Metastatic disease measurable on a CT or MRI scan. Locally recurrent disease that is not amenable to potentially curative surgery or radiation therapy is also allowed. Lesions must be ≥ 10 mm in size. The primary tumor is not considered measurable disease. Recurrent or metastatic lesions within a prior radiation field are acceptable as long as disease has progressed in the radiation field by RECIST criteria. The same imaging modality performed at baseline (CT or MRI) will be repeated at subsequent imaging.

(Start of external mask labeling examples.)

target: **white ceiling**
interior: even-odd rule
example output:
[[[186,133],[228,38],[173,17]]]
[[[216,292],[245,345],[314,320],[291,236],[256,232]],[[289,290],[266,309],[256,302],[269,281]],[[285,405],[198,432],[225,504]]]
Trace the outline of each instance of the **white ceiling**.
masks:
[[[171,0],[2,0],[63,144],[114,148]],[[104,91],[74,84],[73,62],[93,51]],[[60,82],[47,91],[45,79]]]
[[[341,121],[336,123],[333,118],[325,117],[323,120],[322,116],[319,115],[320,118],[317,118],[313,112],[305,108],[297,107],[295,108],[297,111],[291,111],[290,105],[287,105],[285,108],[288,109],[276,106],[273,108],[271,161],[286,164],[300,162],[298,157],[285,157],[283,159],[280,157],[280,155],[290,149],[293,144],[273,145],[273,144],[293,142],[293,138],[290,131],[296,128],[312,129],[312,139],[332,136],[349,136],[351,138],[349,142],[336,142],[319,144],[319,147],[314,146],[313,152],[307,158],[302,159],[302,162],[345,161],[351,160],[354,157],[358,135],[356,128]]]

Patients are allowed to have a maximum of two prior chemotherapy regimens for metastatic disease. Patients are allowed to have a maximum of three prior regimens if they also previously received neoadjuvant/adjuvant chemotherapy or chemoradiotherapy. The last treatment must have been administered > 3 weeks prior to initiation of therapy with sorafenib.
Pathologic tissue must be available for immunohistochemistry (IHC) staining for phosphorylated extracellular signal-regulated kinase (pERK). Both patients with and without pERK staining are eligible for treatment. Submission of slides and IHC testing for pERK may be done during the course of therapy and are not required prior to protocol therapy.
Age ≥ 18 years.
Life expectancy > 3 months.
Karnofsky performance status ≥ 60%.
Patients must have the ability to comprehend and willingness to sign an informed consent document.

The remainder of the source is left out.